Lemaître thought his single quantum had an ‘atomic weight … which is the total mass of the universe’ and it divided repeatedly in many steps to yield the world we see. He did not have the advantage of recent work showing how all the particles of matter and energy can be built from simple twist and braid relationships of tiny “ribbons”. If he had he may have realized there was no need for matter to exist in the beginning. The universe began with a quantum of space. This would have given Lemaître a whole new view of the first step when that quantum “divided” (as he said; Time One says it “replicated”) into two. The only way to make sense of what we now know is: Matter emerged after the Big Bang began.
Lemaître would have realized too that, at any step along the way, with whatever number of quanta might exist (from one to a very big but finite number), the universe just is. It contains no record of its past; nor can it contain such a record. The relationships between its quanta (of whatever number at any step) encode exactly the information that defines the present universe—with not a single bit of spare capacity.
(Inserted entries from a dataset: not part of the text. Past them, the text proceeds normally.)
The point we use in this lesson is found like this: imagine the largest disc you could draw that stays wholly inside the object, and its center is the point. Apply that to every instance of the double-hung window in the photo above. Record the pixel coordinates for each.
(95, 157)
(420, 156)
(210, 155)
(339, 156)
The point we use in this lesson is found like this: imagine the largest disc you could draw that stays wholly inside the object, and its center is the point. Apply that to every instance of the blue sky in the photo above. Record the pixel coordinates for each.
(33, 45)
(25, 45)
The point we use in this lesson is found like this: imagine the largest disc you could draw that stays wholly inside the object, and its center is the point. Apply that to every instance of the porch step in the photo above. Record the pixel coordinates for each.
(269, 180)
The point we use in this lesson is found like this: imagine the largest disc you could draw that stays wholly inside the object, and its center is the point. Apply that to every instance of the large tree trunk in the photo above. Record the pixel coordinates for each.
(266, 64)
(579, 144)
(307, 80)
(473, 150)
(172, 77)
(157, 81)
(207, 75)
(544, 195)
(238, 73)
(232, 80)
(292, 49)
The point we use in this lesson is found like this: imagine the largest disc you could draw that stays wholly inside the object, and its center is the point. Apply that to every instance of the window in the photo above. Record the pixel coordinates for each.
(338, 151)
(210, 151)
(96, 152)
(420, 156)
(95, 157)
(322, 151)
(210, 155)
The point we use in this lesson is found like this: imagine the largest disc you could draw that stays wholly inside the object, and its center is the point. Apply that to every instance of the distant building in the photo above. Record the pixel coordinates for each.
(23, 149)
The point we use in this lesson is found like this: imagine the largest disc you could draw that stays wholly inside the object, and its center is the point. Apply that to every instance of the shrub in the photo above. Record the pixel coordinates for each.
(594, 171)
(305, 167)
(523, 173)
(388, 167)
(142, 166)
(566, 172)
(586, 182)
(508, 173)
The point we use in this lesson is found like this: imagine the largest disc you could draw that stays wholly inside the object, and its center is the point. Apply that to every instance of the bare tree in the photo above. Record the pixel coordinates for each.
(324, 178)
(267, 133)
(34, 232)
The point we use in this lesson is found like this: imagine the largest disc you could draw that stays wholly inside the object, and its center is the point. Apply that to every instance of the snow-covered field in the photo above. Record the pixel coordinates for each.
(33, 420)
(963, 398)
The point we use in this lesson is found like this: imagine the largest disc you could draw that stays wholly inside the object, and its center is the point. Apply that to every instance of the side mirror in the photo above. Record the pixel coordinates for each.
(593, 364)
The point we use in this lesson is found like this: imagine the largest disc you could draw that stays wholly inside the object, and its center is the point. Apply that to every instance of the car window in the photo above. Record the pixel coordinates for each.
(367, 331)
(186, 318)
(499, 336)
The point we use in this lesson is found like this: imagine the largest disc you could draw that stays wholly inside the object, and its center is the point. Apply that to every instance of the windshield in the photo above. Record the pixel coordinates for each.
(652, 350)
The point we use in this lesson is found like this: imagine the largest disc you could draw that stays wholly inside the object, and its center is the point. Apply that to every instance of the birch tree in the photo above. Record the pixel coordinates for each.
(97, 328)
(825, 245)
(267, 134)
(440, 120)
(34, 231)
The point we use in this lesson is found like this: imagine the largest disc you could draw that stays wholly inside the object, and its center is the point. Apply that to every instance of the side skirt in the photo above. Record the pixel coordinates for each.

At each step those ribbons physically connect every quantum of the universe to every other quantum in a precise and definite way. In this sense the universe still is a single entity (as philosopher Roberto Mangabiera Unger and physicist Lee Smolin now urge it should be seen, yet fall short of delivering).
The universe is made of space (and its quantum-to-quantum relationships). It is. It knows not of time. We, inside the universe, track the differences in its successive rearrangements—i.e., motion—by inventing clocks and calling what they tell us “time”.
How do we know that it is so? We don’t; nor will we ever. Trapped within the universe we cannot see it as a single thing. But by assuming it is we achieve a vast simplification and explanation never seen before. It is hard to conceive how another ontology could be simpler or more explanatory. The answer for the critic then is: What is your explanation? It had better have fewer assumptions or provide more explanations.
So we see Now is not just something that is real; it is all that is real. In the lingo of much of the debate: time not only does have a privileged present, that privileged present is all it really has.
Cosmologists have for decades worked with that privileged present as a defining aspect of the universe. But for the great weight of the world’s million-or-so physicists it might as well be written in medieval Japanese. They don’t know it. Many are teachers and don’t teach it. And even most of those who, like Unger and Smolin, work hard at the philosophic forefront don’t quite get it.
When they all do, the world will begin to get the true benefit of its long and rich investment in physics: physics that works in terms of (and even explains) the way the world really is—Planck-scale physics. It will require a lot of hard work from the world’s physicists. The integer math of the real world is much harder than the easy math physics took up with more than a hundred years ago.
For the rest of us, it’s time to start insisting that physicists get with that change. After all, it’s our investment.